Once we agree that expectations are a good idea, there needs to be follow-up and continual feedback to compare performance to these expectations. This continuous feedback is the responsibility of the leader or manager but the person held accountable must be the direct report. It is their performance and therefore they must have a plan to demonstrate how well they are tracking to meet or exceed these expectations.

Accountability - Advocate for your People

Often leaders are asked to recommend someone who reports to them for a promotion, an increase in pay, recognition for a job well done or some other honor or accolade.  As a leader, if you have not been in this position, you will be.  Though we do not always realize the impact of this situation, I have found that advocating for your people has a large impact that is more far reaching than one understands. 

When you have a deserving individual who reports to you, it is critical that you make the best case for their selection.  Let’s use a promotion as an example, though almost any type of recognition demands the same attention.  When one of your direct reports has gone above and beyond the call of duty to contribute to the success of your team, they deserve your best effort to be recognized in an appropriate fashion.  If they have demonstrated their capability for greater responsibility, you must take up their case for promotion.

As a leader rises in the ranks of their company and responsibility their assessment is based more on their ability to recognize and cultivate talent than their skills at the operational level.  Amazingly, many leaders fail to see this and short circuit their success.  Whether it is due to personal dislike, envy, that someone reporting to them is more capable than they are, or the inability to recognize potential, when leaders fail to step up, their higher leadership takes notice.  The alternative is also true.  When your direct reports are selected for higher positions and excel, in good organizations, you are also rewarded.  The best leaders surround themselves with talent, develop that talent and reward it with additional responsibility.  

Accountability - Make your direct report responsible

Every manager and every employee should sit down each year, at a minimum and agree on expectations for the job.  These expectations should include “The What” expectations.  One can define these as the actions that need to get done, such as reaching a sales goal or a level of profitability.  This agreement should also include “The How” expectations.  These could cover issues like how you will interact with customers, responsiveness, timeliness of reporting, interactions with internal employees and a host of other expectations.

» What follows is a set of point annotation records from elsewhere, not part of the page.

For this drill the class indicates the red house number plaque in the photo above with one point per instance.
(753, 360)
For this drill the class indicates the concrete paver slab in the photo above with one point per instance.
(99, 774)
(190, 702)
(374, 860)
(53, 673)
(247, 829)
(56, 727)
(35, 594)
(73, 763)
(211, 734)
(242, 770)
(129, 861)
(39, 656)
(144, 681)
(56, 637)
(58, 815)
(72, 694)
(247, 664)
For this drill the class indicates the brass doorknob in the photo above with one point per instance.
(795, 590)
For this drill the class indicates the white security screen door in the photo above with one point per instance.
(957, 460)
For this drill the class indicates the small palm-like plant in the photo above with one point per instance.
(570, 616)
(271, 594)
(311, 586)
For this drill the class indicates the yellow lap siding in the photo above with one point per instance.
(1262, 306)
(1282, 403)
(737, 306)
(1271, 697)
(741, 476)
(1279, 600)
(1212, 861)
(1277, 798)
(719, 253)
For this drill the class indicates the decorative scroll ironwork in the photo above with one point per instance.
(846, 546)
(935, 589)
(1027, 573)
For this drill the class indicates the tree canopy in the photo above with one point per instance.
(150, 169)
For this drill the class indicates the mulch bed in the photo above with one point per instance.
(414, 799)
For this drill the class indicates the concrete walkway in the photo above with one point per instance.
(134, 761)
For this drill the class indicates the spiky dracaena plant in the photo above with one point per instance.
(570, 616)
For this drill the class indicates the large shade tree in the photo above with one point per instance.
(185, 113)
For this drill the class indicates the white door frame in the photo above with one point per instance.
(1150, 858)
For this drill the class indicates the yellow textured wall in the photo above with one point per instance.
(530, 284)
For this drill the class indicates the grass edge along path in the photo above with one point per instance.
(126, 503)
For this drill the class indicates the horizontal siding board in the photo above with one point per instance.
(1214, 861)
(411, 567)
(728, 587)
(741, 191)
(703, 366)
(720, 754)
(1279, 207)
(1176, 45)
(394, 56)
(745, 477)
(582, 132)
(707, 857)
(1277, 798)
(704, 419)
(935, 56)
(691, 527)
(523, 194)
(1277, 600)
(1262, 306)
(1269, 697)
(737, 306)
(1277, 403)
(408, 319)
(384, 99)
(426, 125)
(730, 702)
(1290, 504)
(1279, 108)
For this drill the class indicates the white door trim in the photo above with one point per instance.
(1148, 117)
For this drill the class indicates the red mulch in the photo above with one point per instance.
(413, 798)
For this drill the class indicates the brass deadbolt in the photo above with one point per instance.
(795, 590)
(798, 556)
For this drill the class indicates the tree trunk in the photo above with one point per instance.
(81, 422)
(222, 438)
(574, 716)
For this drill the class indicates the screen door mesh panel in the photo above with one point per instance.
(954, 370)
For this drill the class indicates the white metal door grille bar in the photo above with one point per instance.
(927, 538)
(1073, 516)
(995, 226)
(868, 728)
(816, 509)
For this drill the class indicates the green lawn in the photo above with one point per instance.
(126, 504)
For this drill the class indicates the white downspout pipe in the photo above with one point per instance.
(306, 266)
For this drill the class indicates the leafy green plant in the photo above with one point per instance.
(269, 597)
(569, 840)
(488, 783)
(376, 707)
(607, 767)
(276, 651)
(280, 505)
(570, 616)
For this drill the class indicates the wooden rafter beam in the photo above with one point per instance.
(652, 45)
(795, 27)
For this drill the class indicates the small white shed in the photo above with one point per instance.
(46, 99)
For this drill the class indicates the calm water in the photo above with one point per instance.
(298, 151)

The setting of expectations, including “How” and “What” is the most powerful of actions that can be taken by a manager to drive performance in a company.  It is also one of the most underused.  We often see goals that include only the “What” with no attention to the “How” and yet, employees are often evaluated on these ill-defined goals.  We often hear that “These are long time employees; they know what they are supposed to be doing.”  After ignoring the important step of setting expectations, company executives are often surprised that their evaluation system is broken or weak.  Should they be surprised when they have allowed managers to skip the initial step of setting expectations but require conversations around how well direct reports are meeting these surprise expectations?

Once we agree that expectations are a good idea, there needs to be follow-up and continual feedback to compare performance to these expectations.  This continuous feedback is the responsibility of the leader or manager but the person held accountable must be the direct report.  It is their performance and therefore they must have a plan to demonstrate how well they are tracking to meet or exceed these expectations.

Your Actions Really Do Speak

In every walk of life, one must lead by example when put in charge.  If the leader does not uphold the standards that are set, everyone will look to cut corners.  This is a recipe for failure individually but also for one’s team.  It is really a rather simple concept.  There is one standard that everyone must meet and they are all looking to the leader to see if meeting the standard is actually important.  Once a leader stops modeling correct behavior, the organization will begin to fail.  For leaders actions are far more important than words because they are always on display.

For decades, possibly centuries, we have heard that you need to “Practice what you preach.” Or one must “Walk the walk and not just talk the talk.”  There are probably hundreds of these statements and they all make sense, yet there are many leaders who are not following this sage advice.  I don’t know if they believe that they are too smart for people to figure out who they really are and what they are really like but in my experience, they are rarely fooling anyone.

I have worked with a company who brought in a new President for North America and the new president, as is usually the case, replaced most of the senior executives with those with whom she was more familiar and therefore more comfortable.  One of the senior vice presidents, who she hired gave the entire division a speech telling us how the company had been barely keeping its head above water and the new executives were going to instill values in the company.  It turned out that the values they tried to instill, allegedly included violating some government policies in an attempt to increase profits.  The result, as expected, was that many of the good people decided to leave the company.  Good people it seems, always have other options.  The company profits did not improve and the stock price lagged its competitors by about 20% per year for the eight years of the president’s tenure.  Though it took far too long, she was eventually replaced.  Only time will tell if the new president has learned this lesson.

Setting Expections

Sometimes the simplest of solutions produce the greatest results.  We have found that managers could have a profound impact on the success of their companies if they would find time to sit down with their direct reports or team members and agree on expectations.  It is important not only for the manager to insure that their direct reports understand these expectations but those being managed also have expectations for their manager.  It is shocking how often managers hold the belief that, “team members have been doing this job for a long time; they all know what they are supposed to do.”   This discussion includes not just what people need to do such as reach a sales quota but also How they are going to accomplish these goals.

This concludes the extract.